Every request authenticates with a secret API key in the Authorization header:

curl https://api.briefqr.com/v1/operators 
  -H "Authorization: Bearer bqr_live_..."

There are no session cookies and no OAuth. The key is the credential — keep it server-side.

Key prefixes select the mode

PrefixModeOperates on
bqr_live_…LiveReal operators, devices, sessions — billed
bqr_test_…TestAn isolated sandbox — never billed

The prefix is authoritative: a live key can only see live data and a test key can only see test data. See test vs live mode.

Scopes

ScopeCan do
read_onlyGET requests only
fullReads and writes (create/update/delete), plus key + webhook management

A write with a read_only key returns 403 insufficient_scope (code: read_only_key).

Minting & revoking keys

Mint keys in the dashboard (Developers → API keys) or via the API with a full key:

curl -X POST https://api.briefqr.com/v1/api-keys 
  -H "Authorization: Bearer bqr_live_..." 
  -H "Content-Type: application/json" 
  -d '{ "name": "CI pipeline", "scope": "read_only", "mode": "live" }'

The response includes the plaintext key once — store it immediately. Afterwards only the last4 is retained; there is no way to reveal it again.

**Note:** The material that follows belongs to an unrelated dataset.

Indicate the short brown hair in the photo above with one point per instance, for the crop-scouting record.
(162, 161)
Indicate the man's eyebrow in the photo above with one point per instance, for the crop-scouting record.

Rotate a key by minting a new one and revoking the old:

curl -X DELETE https://api.briefqr.com/v1/api-keys/{id} 
  -H "Authorization: Bearer bqr_live_..."

Revocation is immediate — the next request with that key returns 401.

Failure modes

SituationStatuserror.code
No Authorization header401
Unknown / revoked key401
Expired key401expired_key
Write with a read-only key403read_only_key

Errors follow the standard envelope.